An American engineer’s efforts to build a language-specific computer would make him the father of Chinese computing – and autocomplete.
It was the summer of 1959, and the United States needed a Cold War win. In 1957, the Soviet bloc scored a major technological victory with Sputnik 1. The next year, China’s Communist leadership launched the sweeping, and ultimately devastating, Great Leap Forward. In the spring of 1959 in Cuba, Fidel Castro’s guerrillas forced president Fulgencio Batista into exile. The US needed to recapture the momentum and demonstrate that it was still at the helm of world affairs. The plan: president Dwight D Eisenhower was to unveil the world’s first Chinese computer.
The invention of the first Chinese computer would be a major victory, a ‘gift’ from capitalism to the Chinese people. It would score a ‘Free World’ technological and cultural victory, while also raising the possibility of a new infrastructure for the global dissemination and translation of Chinese-language material. Whoever possessed such a device could flood the world with Chinese texts at a rate never before seen – potentially a major propaganda advantage. Moreover, for the Chinese language and its speakers, who numbered over 1 billion, it would have inaugurated a new age of information technology that many thought was only possible for the alphabetic world. It would mean that the Chinese language was not ‘backward’ in the way that many had claimed.
At the centre of this geopolitical drama was the ‘Sinotype’, a machine devised by Samuel Hawks Caldwell, the father of Chinese computing.
Caldwell was a man of many talents. Born in Massachusetts in 1904, he studied at the Massachusetts Institute of Technology under the renowned analog-computer designer Vannevar Bush, before becoming a pioneer in his own right in the field of logical circuits. When he wasn’t advising his students as a professor of electrical engineering at MIT, he enjoyed playing the organ, even making an occasional guest appearance with the Boston Pops.
One talent Caldwell could not claim was the ability to speak or read Chinese. His first exposure to the language came thanks to informal dinnertime chats with his overseas Chinese students at MIT. In between bites of stir fry and dumplings, Caldwell and his students got to talking about Chinese characters. One basic fact about the language caught the MIT engineer entirely by surprise: ‘Chinese has a “spelling”,’ as Caldwell later put it.
Having previously thought that Chinese calligraphy was subject to no orthographic laws, Caldwell soon discovered something to the contrary: ‘Strangely enough, it turns out that [the Chinese student] learns to write ideographic characters very much as his alphabetic brother learns to write words… Every Chinese learns to write a character by using exactly the same strokes in exactly the same sequence.’
As an expert on logical circuit design, the idea of consistent Chinese ‘spellings’ whetted Caldwell’s intellectual curiosity: if every Chinese character was composed in precisely the same way, might it be possible to design a logical circuit that, being fed such Chinese strokes as input data, outputted Chinese characters?

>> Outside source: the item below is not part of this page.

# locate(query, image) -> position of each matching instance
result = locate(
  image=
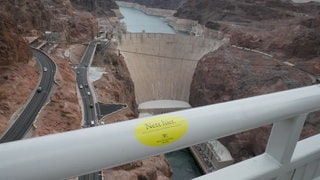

If Chinese, despite being a non-alphabetic language, exhibited its own ‘spelling’, might it be possible to build something that had eluded engineers for years: a computer for the Chinese language?
Caldwell sought the help of Lien-Sheng Yang, a professor of Far Eastern Languages at Harvard. Caldwell relied upon him to conduct a thorough analysis of the structural make-up of Chinese characters, and to determine the stroke-by-stroke ‘spelling’ of approximately 2,000 common-usage words. Caldwell and Yang ultimately settled upon 22 strokes in all: an ideal number to place upon the keys of a standard Western-style typewriter keyboard.
Instead of the QWERTY keyboard layout, Caldwell would outfit the keys of the Sinotype with Chinese brushstrokes, which the typist would use to compose – or more accurately to describe and retrieve – Chinese characters. In his own terms, Caldwell’s objective was ‘to furnish the input and output data required for the switching circuit, which converts a character’s spelling to the location coordinates of that character in the photographic storage matrix’.
In the course of his research, Caldwell made a second startling discovery. Not only did Chinese characters have a spelling, but, as he wrote, ‘the spelling of Chinese characters is highly redundant’. It was almost never necessary for Caldwell to enter every stroke within a character in order for the machine to retrieve it from memory. For a character containing 15 strokes, for example, it might only be necessary for the operator to enter the first five or six strokes before the Sinotype arrived at a positive match.
An English-language analogue might be the spelling of the word ‘xylophone’ or ‘crocodile’: the first five letters are sufficient to form a match with the complete word. What took nine letters to ‘spell’ might therefore take only five letters to ‘find’. Indeed, the difference between ‘spelling in full’ and ‘minimum spelling’, as he termed them, was often dramatic. Certain characters in his test sample required 11 strokes to compose, but only five to ‘find’. By taking advantage of these (and other) factors, Caldwell concluded, it might be possible ‘to build a machine that will permit composition in Chinese, from a keyboard, at least as fast as composition in English’. Caldwell had not only invented the world’s first Chinese computer. He also unwittingly invented what we now know as ‘autocompletion’.
§
The Sinotype received financial backing from the Carnegie Foundation, the US Army, and the US Air Force, all of whom were eager to weaponise the promising new device by increasing propaganda-leaflet production. With the Sinotype, the ability to compose and print Chinese-language propaganda material on a massive scale became a reality. But Caldwell didn’t see his invention in such stark Cold War terms.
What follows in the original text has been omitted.